Access to Justice: The Path to Fair Courts in Wisconsin


The Independent

Shane Summers, Student Government Reporter

On Monday, Mar. 27 the University of Wisconsin-La Crosse hosted a town hall meeting in the Student Union Theater on the topic of Access to Justice: The Path to Fair Courts in Wisconsin.”  

The town hall, which was open to students, faculty, and the general public, was moderated by Dr. Anthony Chergosky a Political Science Professor at UWL and was comprised of five panelists. The participants included two former La Crosse County Circuit Court Judges John Perlich and Dale Pasell, Director of the D.B. Reinhart Institute for Ethics in Leadership at Viterbo College Dr.

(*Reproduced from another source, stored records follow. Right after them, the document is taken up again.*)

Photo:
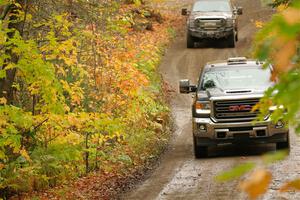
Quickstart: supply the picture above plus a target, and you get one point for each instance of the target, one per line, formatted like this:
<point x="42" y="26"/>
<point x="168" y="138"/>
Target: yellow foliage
<point x="3" y="101"/>
<point x="292" y="16"/>
<point x="284" y="50"/>
<point x="259" y="24"/>
<point x="293" y="185"/>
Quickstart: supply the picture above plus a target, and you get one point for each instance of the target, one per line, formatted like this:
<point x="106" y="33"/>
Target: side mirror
<point x="239" y="10"/>
<point x="185" y="87"/>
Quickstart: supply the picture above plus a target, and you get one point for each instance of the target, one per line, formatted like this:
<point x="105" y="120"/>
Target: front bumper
<point x="213" y="34"/>
<point x="237" y="132"/>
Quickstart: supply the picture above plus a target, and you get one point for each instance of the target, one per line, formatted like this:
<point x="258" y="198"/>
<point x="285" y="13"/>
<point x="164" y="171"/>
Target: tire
<point x="190" y="41"/>
<point x="200" y="151"/>
<point x="283" y="145"/>
<point x="231" y="40"/>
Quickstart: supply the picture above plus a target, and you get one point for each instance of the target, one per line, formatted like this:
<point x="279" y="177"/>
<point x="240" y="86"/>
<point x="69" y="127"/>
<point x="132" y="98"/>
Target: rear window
<point x="237" y="78"/>
<point x="211" y="6"/>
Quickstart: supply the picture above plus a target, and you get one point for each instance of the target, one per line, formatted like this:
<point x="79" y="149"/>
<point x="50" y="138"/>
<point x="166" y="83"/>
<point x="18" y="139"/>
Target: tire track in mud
<point x="179" y="175"/>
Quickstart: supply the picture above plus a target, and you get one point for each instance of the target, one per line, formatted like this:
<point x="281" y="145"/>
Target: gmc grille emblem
<point x="240" y="108"/>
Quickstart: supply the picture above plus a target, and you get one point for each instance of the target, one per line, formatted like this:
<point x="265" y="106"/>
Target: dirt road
<point x="179" y="175"/>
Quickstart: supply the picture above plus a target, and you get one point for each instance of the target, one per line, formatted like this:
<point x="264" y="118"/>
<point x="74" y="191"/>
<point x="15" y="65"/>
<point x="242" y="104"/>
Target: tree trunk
<point x="15" y="24"/>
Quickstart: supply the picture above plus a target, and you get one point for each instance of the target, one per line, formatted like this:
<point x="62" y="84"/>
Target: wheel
<point x="200" y="151"/>
<point x="190" y="41"/>
<point x="231" y="40"/>
<point x="284" y="145"/>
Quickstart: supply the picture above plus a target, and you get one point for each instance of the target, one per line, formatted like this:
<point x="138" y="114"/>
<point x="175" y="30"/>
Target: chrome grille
<point x="235" y="110"/>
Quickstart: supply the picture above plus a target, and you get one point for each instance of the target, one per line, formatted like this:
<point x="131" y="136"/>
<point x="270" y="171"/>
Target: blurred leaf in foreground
<point x="293" y="185"/>
<point x="257" y="184"/>
<point x="274" y="157"/>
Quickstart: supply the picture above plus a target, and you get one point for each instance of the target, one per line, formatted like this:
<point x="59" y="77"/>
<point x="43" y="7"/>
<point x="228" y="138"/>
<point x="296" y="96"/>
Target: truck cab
<point x="224" y="106"/>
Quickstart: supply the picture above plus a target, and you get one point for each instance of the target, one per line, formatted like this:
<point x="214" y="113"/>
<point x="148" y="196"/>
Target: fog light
<point x="279" y="124"/>
<point x="202" y="127"/>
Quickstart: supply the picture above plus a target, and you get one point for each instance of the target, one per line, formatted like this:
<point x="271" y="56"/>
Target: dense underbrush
<point x="86" y="94"/>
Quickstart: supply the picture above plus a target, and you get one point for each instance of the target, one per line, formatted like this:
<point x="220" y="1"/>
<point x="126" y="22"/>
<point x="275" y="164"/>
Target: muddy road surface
<point x="180" y="175"/>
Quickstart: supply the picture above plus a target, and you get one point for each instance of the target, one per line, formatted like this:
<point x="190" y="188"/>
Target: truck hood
<point x="225" y="15"/>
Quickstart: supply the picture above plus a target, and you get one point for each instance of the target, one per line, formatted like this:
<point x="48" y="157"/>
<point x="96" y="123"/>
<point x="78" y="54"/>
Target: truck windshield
<point x="237" y="78"/>
<point x="211" y="6"/>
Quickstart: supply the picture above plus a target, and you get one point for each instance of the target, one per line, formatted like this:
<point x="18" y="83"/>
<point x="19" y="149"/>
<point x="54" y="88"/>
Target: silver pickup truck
<point x="223" y="105"/>
<point x="212" y="19"/>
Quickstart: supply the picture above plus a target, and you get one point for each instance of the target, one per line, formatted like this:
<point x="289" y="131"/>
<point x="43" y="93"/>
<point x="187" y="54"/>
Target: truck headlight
<point x="279" y="124"/>
<point x="202" y="107"/>
<point x="202" y="127"/>
<point x="191" y="23"/>
<point x="273" y="108"/>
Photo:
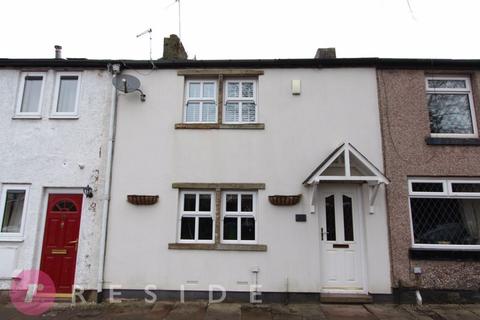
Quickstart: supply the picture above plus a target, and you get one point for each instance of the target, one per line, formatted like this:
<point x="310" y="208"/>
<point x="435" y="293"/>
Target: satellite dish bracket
<point x="127" y="84"/>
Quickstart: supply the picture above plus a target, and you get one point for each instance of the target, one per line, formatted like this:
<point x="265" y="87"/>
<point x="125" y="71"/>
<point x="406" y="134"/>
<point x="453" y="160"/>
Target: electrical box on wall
<point x="296" y="87"/>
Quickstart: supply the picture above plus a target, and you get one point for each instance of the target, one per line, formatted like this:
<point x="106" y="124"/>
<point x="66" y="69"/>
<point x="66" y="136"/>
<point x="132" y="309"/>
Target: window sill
<point x="434" y="141"/>
<point x="219" y="247"/>
<point x="24" y="117"/>
<point x="63" y="117"/>
<point x="445" y="254"/>
<point x="11" y="239"/>
<point x="246" y="126"/>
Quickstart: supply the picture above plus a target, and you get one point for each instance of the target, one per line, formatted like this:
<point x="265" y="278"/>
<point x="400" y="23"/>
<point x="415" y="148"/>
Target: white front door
<point x="341" y="238"/>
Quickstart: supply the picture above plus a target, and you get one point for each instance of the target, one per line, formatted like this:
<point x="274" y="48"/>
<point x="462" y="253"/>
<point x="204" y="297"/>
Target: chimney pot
<point x="58" y="52"/>
<point x="173" y="48"/>
<point x="325" y="53"/>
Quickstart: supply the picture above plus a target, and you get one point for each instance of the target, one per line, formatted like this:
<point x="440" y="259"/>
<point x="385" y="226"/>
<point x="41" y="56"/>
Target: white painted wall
<point x="336" y="105"/>
<point x="45" y="153"/>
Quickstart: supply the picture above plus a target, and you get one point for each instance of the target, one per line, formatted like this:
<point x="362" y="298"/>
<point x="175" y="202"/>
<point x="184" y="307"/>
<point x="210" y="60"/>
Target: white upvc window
<point x="197" y="216"/>
<point x="13" y="206"/>
<point x="240" y="101"/>
<point x="66" y="96"/>
<point x="200" y="101"/>
<point x="445" y="213"/>
<point x="450" y="106"/>
<point x="30" y="95"/>
<point x="239" y="217"/>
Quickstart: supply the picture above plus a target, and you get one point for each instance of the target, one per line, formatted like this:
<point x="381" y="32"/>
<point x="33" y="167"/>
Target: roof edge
<point x="380" y="63"/>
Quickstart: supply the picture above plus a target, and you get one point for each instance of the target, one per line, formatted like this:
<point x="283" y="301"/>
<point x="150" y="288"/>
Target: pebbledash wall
<point x="336" y="105"/>
<point x="405" y="127"/>
<point x="55" y="155"/>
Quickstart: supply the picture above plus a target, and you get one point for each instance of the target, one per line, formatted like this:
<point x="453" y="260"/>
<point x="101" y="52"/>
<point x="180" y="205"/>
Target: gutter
<point x="115" y="70"/>
<point x="380" y="63"/>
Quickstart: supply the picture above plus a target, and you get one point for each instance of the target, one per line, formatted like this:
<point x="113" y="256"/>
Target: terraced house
<point x="54" y="124"/>
<point x="250" y="175"/>
<point x="286" y="179"/>
<point x="429" y="114"/>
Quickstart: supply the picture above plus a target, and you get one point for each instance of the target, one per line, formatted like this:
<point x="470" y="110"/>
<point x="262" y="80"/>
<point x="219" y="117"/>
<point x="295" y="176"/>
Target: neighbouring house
<point x="429" y="115"/>
<point x="249" y="173"/>
<point x="54" y="125"/>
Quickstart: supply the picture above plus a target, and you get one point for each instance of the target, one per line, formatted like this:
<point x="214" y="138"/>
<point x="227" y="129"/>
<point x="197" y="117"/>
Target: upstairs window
<point x="30" y="94"/>
<point x="66" y="95"/>
<point x="239" y="217"/>
<point x="240" y="101"/>
<point x="201" y="101"/>
<point x="450" y="106"/>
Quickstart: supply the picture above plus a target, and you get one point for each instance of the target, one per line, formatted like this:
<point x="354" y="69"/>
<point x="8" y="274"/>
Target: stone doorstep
<point x="342" y="298"/>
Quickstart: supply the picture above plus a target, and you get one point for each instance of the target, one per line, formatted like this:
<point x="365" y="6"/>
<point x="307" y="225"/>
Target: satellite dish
<point x="127" y="83"/>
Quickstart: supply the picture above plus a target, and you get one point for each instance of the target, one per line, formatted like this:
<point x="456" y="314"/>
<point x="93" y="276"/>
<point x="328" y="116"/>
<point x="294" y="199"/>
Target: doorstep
<point x="345" y="298"/>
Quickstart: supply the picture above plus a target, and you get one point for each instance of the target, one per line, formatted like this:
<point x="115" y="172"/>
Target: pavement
<point x="200" y="310"/>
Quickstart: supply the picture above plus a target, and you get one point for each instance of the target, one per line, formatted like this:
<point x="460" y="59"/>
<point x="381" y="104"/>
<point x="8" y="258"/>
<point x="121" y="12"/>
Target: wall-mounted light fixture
<point x="88" y="191"/>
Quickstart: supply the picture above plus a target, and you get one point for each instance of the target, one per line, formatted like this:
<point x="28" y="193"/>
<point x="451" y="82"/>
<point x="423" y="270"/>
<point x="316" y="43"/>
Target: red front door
<point x="60" y="241"/>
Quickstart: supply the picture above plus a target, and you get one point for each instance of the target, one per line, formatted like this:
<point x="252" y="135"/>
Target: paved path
<point x="202" y="311"/>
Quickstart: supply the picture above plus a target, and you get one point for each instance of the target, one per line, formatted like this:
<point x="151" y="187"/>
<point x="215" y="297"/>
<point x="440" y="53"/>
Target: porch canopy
<point x="347" y="164"/>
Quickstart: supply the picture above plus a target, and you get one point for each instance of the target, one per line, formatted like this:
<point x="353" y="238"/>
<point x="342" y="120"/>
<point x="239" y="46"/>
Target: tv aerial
<point x="149" y="31"/>
<point x="127" y="84"/>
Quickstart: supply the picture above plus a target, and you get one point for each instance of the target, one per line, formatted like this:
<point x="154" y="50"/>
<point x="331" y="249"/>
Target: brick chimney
<point x="325" y="53"/>
<point x="58" y="52"/>
<point x="173" y="48"/>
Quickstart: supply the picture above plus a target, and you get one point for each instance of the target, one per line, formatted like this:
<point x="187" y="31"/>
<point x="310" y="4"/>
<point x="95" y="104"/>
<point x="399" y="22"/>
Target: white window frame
<point x="239" y="214"/>
<point x="426" y="193"/>
<point x="201" y="100"/>
<point x="13" y="236"/>
<point x="447" y="194"/>
<point x="65" y="115"/>
<point x="38" y="113"/>
<point x="466" y="90"/>
<point x="240" y="100"/>
<point x="196" y="214"/>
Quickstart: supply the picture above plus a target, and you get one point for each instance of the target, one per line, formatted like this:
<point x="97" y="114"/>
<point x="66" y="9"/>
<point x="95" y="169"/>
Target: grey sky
<point x="235" y="29"/>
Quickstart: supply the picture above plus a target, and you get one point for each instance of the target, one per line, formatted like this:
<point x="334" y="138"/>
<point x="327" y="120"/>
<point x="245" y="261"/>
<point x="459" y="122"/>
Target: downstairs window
<point x="445" y="213"/>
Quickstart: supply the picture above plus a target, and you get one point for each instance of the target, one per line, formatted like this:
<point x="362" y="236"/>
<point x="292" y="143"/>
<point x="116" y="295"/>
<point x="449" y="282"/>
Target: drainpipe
<point x="115" y="70"/>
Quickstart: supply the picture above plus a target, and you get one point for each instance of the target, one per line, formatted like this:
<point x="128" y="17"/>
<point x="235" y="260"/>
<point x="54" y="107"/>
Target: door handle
<point x="74" y="242"/>
<point x="323" y="232"/>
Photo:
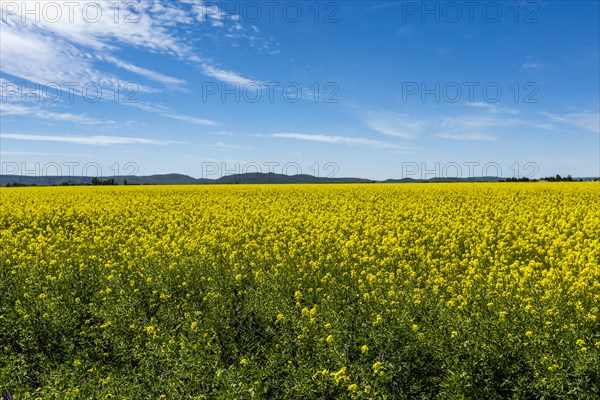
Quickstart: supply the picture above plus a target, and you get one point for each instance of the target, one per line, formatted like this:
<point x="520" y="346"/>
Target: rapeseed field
<point x="448" y="291"/>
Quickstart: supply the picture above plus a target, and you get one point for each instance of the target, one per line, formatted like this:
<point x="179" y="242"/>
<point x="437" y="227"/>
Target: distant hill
<point x="248" y="178"/>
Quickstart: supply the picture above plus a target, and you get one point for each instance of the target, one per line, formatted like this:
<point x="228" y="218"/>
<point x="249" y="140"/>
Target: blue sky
<point x="374" y="89"/>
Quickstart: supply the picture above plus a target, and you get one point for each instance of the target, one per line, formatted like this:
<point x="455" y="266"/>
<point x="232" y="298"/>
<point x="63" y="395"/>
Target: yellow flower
<point x="378" y="368"/>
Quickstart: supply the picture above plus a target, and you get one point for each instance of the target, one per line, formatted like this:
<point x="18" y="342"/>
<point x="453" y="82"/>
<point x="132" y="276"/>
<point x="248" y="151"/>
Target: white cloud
<point x="334" y="139"/>
<point x="586" y="120"/>
<point x="227" y="76"/>
<point x="87" y="140"/>
<point x="167" y="112"/>
<point x="37" y="112"/>
<point x="392" y="124"/>
<point x="153" y="75"/>
<point x="466" y="137"/>
<point x="533" y="66"/>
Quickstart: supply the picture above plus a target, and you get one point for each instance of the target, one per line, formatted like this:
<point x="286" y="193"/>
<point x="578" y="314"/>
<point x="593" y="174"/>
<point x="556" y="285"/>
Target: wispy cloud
<point x="153" y="75"/>
<point x="392" y="124"/>
<point x="36" y="112"/>
<point x="86" y="140"/>
<point x="466" y="137"/>
<point x="533" y="66"/>
<point x="167" y="112"/>
<point x="227" y="76"/>
<point x="586" y="120"/>
<point x="73" y="49"/>
<point x="333" y="139"/>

Richard Kyte, the Executive Director of Common Cause in Wisconsin Jay Heck, and the Executive Director of the Wisconsin League of Women Voters Erin Grunze 

The event began with an overview of Supreme Court Elections in the state of Wisconsin, with Heck describing their shift after an infusion of outside money in 1997 from nonpartisan to partisan events. He then introduced the concept of recusal rules which was the primary focus of the panel and discussed how Wisconsin has the 47th weakest recusal rules in the nation and explained how judges in Wisconsin are not required to recuse themselves from cases involving actors who may have financed their own elections, a possible conflict of interest. 

The discussion took place in the context of the upcoming State Supreme Court Election between Appeals Judge Brian Hagedorn and Appeals Chief Judge Lisa Neubauer. Despite a large influx of outside money financing her campaign Judge Neubauer has expressed support for reforming recusal laws. Heck by contrast, described Judge Hagedorn as unclear and has refused to recuse himself in the past.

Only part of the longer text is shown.